Burkitt lymphoma risk shows geographic and temporal associations with Plasmodium falciparum infections in Uganda, Tanzania, and Kenya

Abstract

Endemic Burkitt lymphoma (eBL) is a pediatric cancer coendemic with malaria in sub-Saharan Africa, suggesting an etiological link between them. However, previous cross-sectional studies of limited geographic areas have not found a convincing association. We used spatially detailed data from the Epidemiology of Burkitt Lymphoma in East African Children and Minors (EMBLEM) study to assess this relationship. EMBLEM is a case-control study of eBL from 2010 through 2016 in six regions of Kenya, Uganda, and Tanzania. To measure the intensity of exposure to the malaria parasite, Plasmodium falciparum, among children in these regions, we used high-resolution spatial data from the Malaria Atlas Project to estimate the annual number of P. falciparum infections from 2000 through 2016 for each of 49 districts within the study region. Cumulative P. falciparum exposure, calculated as the sum of annual infections by birth cohort, varied widely, with a median of 47 estimated infections per child by age 10, ranging from 4 to 315 infections. eBL incidence increased 39% for each 100 additional lifetime P. falciparum infections (95% CI: 6.10 to 81.04%) with the risk peaking among children aged 5 to 11 and declining thereafter. Alternative models using estimated annual P. falciparum infections 0 to 10 y before eBL onset were inconclusive, suggesting that eBL risk is a function of cumulative rather than recent cross-sectional exposure. Our findings provide population-level evidence that eBL is a phenotype related to heavy lifetime exposure to P. falciparum malaria and support emphasizing the link between malaria and eBL.

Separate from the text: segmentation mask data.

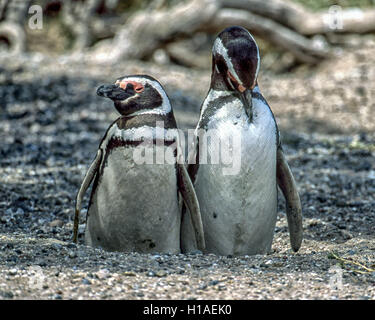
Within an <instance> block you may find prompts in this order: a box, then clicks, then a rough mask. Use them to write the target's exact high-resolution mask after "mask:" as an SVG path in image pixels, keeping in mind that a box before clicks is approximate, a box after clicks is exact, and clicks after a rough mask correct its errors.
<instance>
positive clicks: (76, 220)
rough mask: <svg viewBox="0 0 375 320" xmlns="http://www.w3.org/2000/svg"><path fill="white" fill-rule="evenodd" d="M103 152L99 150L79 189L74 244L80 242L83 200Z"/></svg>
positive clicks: (74, 230)
mask: <svg viewBox="0 0 375 320" xmlns="http://www.w3.org/2000/svg"><path fill="white" fill-rule="evenodd" d="M102 154H103V152H102V150H101V149H98V152H97V153H96V157H95V159H94V161H93V162H92V164H91V166H90V167H89V169H88V170H87V172H86V175H85V177H84V179H83V181H82V184H81V187H80V188H79V191H78V194H77V197H76V207H75V214H74V226H73V242H75V243H77V241H78V224H79V214H80V212H81V205H82V199H83V197H84V195H85V192H86V190H87V188H88V187H89V186H90V184H91V182H92V180H93V179H94V177H95V175H96V172H97V170H98V168H99V165H100V163H101V161H102Z"/></svg>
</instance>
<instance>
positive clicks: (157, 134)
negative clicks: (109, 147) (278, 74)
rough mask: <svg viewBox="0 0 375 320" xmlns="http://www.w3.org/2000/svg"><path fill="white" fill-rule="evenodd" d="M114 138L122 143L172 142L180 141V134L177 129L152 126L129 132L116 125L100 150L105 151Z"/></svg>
mask: <svg viewBox="0 0 375 320" xmlns="http://www.w3.org/2000/svg"><path fill="white" fill-rule="evenodd" d="M112 138H119V139H121V140H122V141H137V140H141V139H142V138H144V139H156V138H157V139H164V140H166V141H172V140H174V139H177V140H178V139H179V132H178V130H177V129H165V128H159V127H157V128H155V127H150V126H143V127H139V128H131V129H127V130H122V129H119V128H118V126H117V124H116V123H114V124H113V125H112V126H111V128H110V129H109V130H108V133H107V136H106V138H105V139H104V140H103V142H102V144H101V145H100V148H101V149H102V150H103V151H105V150H106V148H107V145H108V142H109V141H110V140H111V139H112Z"/></svg>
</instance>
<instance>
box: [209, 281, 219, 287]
mask: <svg viewBox="0 0 375 320" xmlns="http://www.w3.org/2000/svg"><path fill="white" fill-rule="evenodd" d="M218 283H219V280H211V281H210V282H209V283H208V285H209V286H216V285H217V284H218Z"/></svg>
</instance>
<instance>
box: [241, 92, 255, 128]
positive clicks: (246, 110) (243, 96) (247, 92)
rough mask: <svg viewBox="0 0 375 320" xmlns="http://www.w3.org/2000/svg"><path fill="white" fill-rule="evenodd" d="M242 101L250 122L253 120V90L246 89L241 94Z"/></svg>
mask: <svg viewBox="0 0 375 320" xmlns="http://www.w3.org/2000/svg"><path fill="white" fill-rule="evenodd" d="M240 99H241V100H242V103H243V104H244V106H245V112H246V114H247V116H248V117H249V120H250V122H251V121H252V120H253V92H252V90H251V89H246V90H245V91H243V92H241V93H240Z"/></svg>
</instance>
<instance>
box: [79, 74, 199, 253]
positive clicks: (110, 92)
mask: <svg viewBox="0 0 375 320" xmlns="http://www.w3.org/2000/svg"><path fill="white" fill-rule="evenodd" d="M97 94H98V95H99V96H102V97H106V98H109V99H111V100H112V101H113V102H114V106H115V108H116V109H117V111H118V112H119V113H120V115H121V116H120V117H119V118H118V119H117V120H116V121H114V122H113V123H112V124H111V125H110V127H109V128H108V130H107V131H106V133H105V135H104V137H103V139H102V141H101V142H100V145H99V149H98V151H97V154H96V157H95V159H94V161H93V163H92V164H91V166H90V167H89V169H88V171H87V173H86V175H85V178H84V180H83V182H82V185H81V187H80V189H79V192H78V194H77V198H76V207H75V218H74V231H73V241H74V242H77V233H78V221H79V214H80V209H81V203H82V199H83V196H84V194H85V192H86V190H87V188H88V187H89V185H90V184H91V182H92V181H94V182H93V187H92V191H91V197H90V201H89V207H88V212H87V217H86V228H85V243H86V244H87V245H89V246H94V247H101V248H103V249H105V250H108V251H121V252H140V253H154V252H157V253H179V252H180V251H181V243H180V240H181V239H180V231H181V230H180V229H181V206H180V203H179V201H180V199H179V197H180V195H181V196H182V199H183V201H184V203H185V204H186V206H187V207H188V208H189V210H191V212H192V214H191V217H192V219H193V221H192V222H191V223H192V225H193V226H194V228H193V229H194V230H195V231H193V232H196V234H195V237H196V239H197V243H196V245H197V247H198V248H199V250H203V249H204V235H203V226H202V219H201V216H200V209H199V203H198V201H197V197H196V194H195V191H194V187H193V184H192V182H191V180H190V177H189V174H188V172H187V169H186V167H185V161H184V158H183V155H182V151H181V146H180V140H179V135H178V130H177V125H176V121H175V118H174V115H173V110H172V107H171V104H170V101H169V99H168V96H167V94H166V92H165V91H164V89H163V87H162V86H161V84H160V83H159V82H158V81H157V80H156V79H154V78H152V77H150V76H147V75H131V76H125V77H121V78H119V79H117V80H116V82H115V83H114V84H110V85H102V86H100V87H99V88H98V89H97ZM155 159H156V160H155Z"/></svg>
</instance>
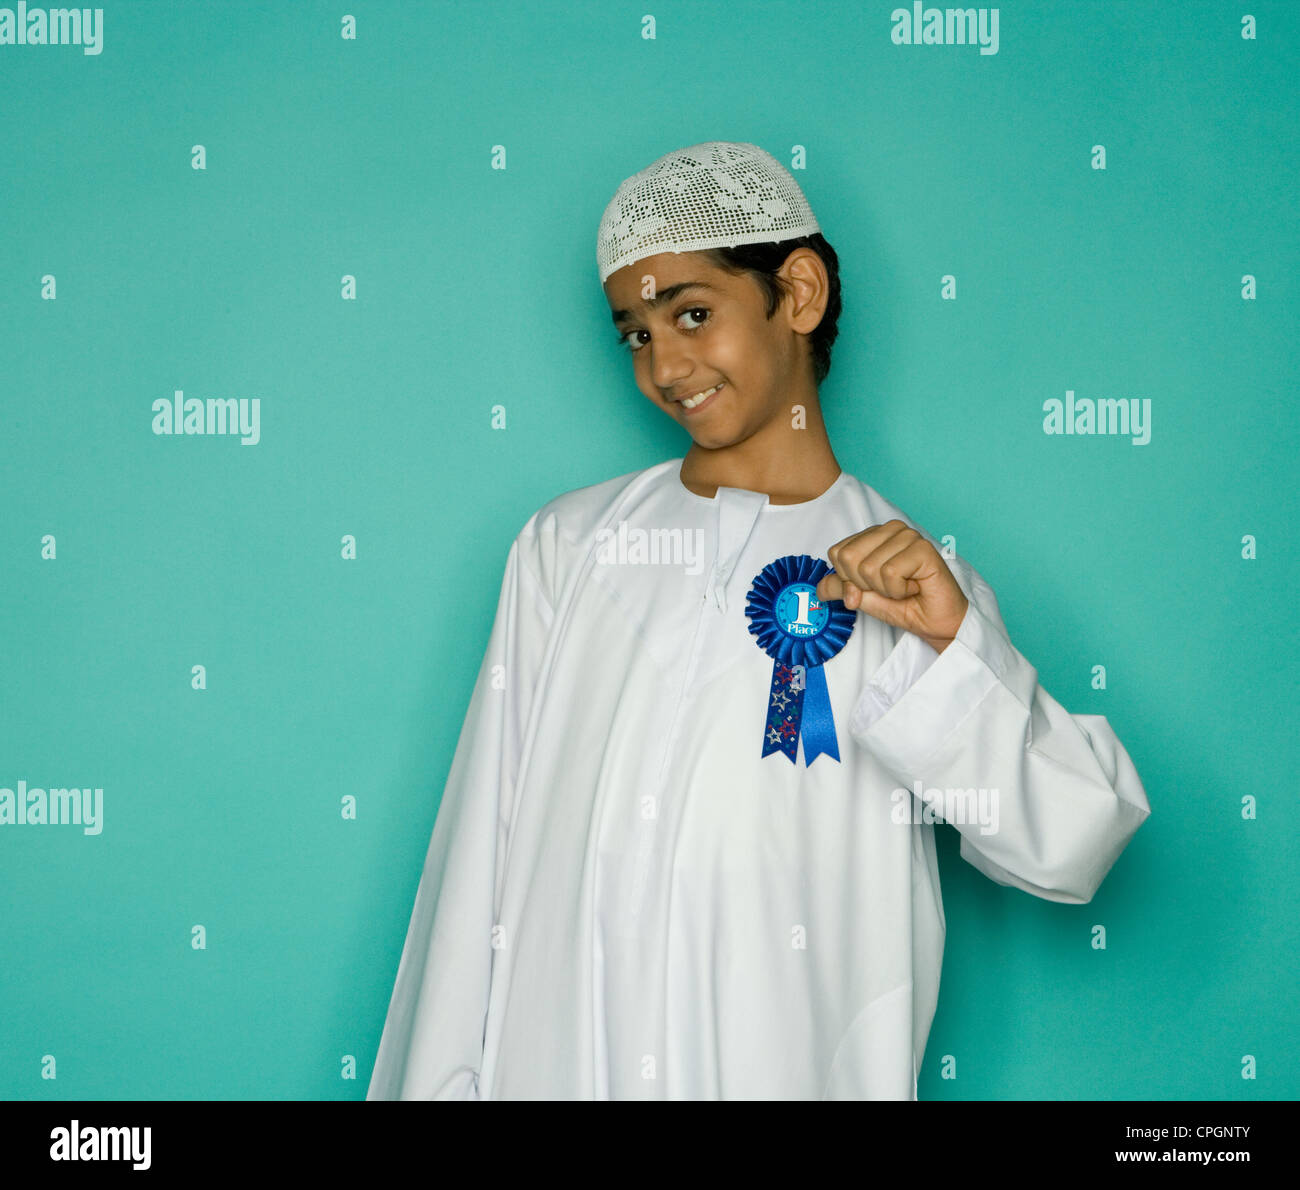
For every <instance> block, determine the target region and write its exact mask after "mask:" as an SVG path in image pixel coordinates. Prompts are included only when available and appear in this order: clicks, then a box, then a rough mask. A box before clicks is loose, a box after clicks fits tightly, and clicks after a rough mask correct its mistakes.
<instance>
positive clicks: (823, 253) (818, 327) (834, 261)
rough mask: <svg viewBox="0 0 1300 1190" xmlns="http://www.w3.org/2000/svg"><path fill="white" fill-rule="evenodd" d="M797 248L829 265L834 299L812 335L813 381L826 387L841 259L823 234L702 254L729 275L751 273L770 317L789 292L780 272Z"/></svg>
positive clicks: (709, 251) (826, 267) (828, 307)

Keywords: East Africa; Plasmodium falciparum malaria; endemic Burkitt’s lymphoma (eBL); epidemiology; non-Hodgkin lymphoma.

Fig. 1.

Cumulative estimated P. falciparum infections by age, country, and year. Box-and-whisker plots show the distribution of the cumulative number of expected P. falciparum malaria infections per year, for three example years, by age and country. Children born prior to 2000 were excluded from this analysis, which explains the absence of data for children 13 and over in 2012. The horizontal line of each box represents the median for each age, while the lower and upper bounds of the box represent the 25th and 75th percentiles, respectively. Vertical lines of each box represent the values from half of the 25th percentile to 1.5 times the 75th percentile, and dots outside this line show outlier values. The number of estimated infections varies both by geography and time. In 2012, the average 10 y-old had 61, 40, and 201 infections in Kenya, Tanzania, and Uganda, respectively. This changed to 33, 32, and 176 infections in 2014 and 36, 25, and 162 infections in 2016 in Kenya, Tanzania, and Uganda, respectively.

Fig. 2.

Spatial distribution of cumulative annual P. falciparum infection and annual eBL incidence. On the left is the average annual estimated number of cumulative P. falciparum infections from 2000 to 2016 by country and district for the areas included in the EMBLEM study. Darker colors indicate higher estimated number of cumulative infections, indicating greater average P. falciparum infection pressure. On the right is the total eBL incidence by country and district for the areas included in the EMBLEM study. Data are from 2010 through September 2016 in Uganda and 2012 through September 2016 in Kenya and Tanzania. Darker colors indicate higher total eBL incidence. In the center are the study regions colored by country, and Lake Victoria is colored blue. Average annual cumulative P. falciparum infections and the average eBL incidence are strongly correlated, with a Spearman correlation coefficient of 0.58 (95% CI: 0.34 to 0.70).

Fig. 3.

Risk of eBL by age and cumulative P. falciparum incidence. Panel A shows the IRR of eBL at all observed levels of estimated lifetime cumulative P. falciparum infections compared to 50 estimated lifetime P. falciparum infections (where the red dotted line crosses the slope), which is approximately the average number of estimated infections of the study population. The risk of eBL increases 39% for every 100 P. falciparum infections, with 150 estimated lifetime infections corresponding to an IRR of 1.39 when compared to an individual with 50 estimated lifetime malaria infections, holding all other characteristics the same. yo, year-old. In panel B, each plot shows the IRR of eBL for different age groups as the estimated number of lifetime P. falciparum infections increases. In each panel of the figure, solid lines indicate the IRR for eBL associated with both age and increasing exposure to P. falciparum infection. In panel 1, for every 1-y increase in age, cumulative P. falciparum exposure increases by 1 infection. Panels 2 and 3 demonstrate the increase in risk when infections increase to 10 and 20 per each year of life. IRRs in each panel are presented relative to 6 cumulative infections at age 5, or how many infections a child would have at the midpoint of age 5, assuming one infection per year, to allow comparison of both age- and exposure-specific differences in eBL risk.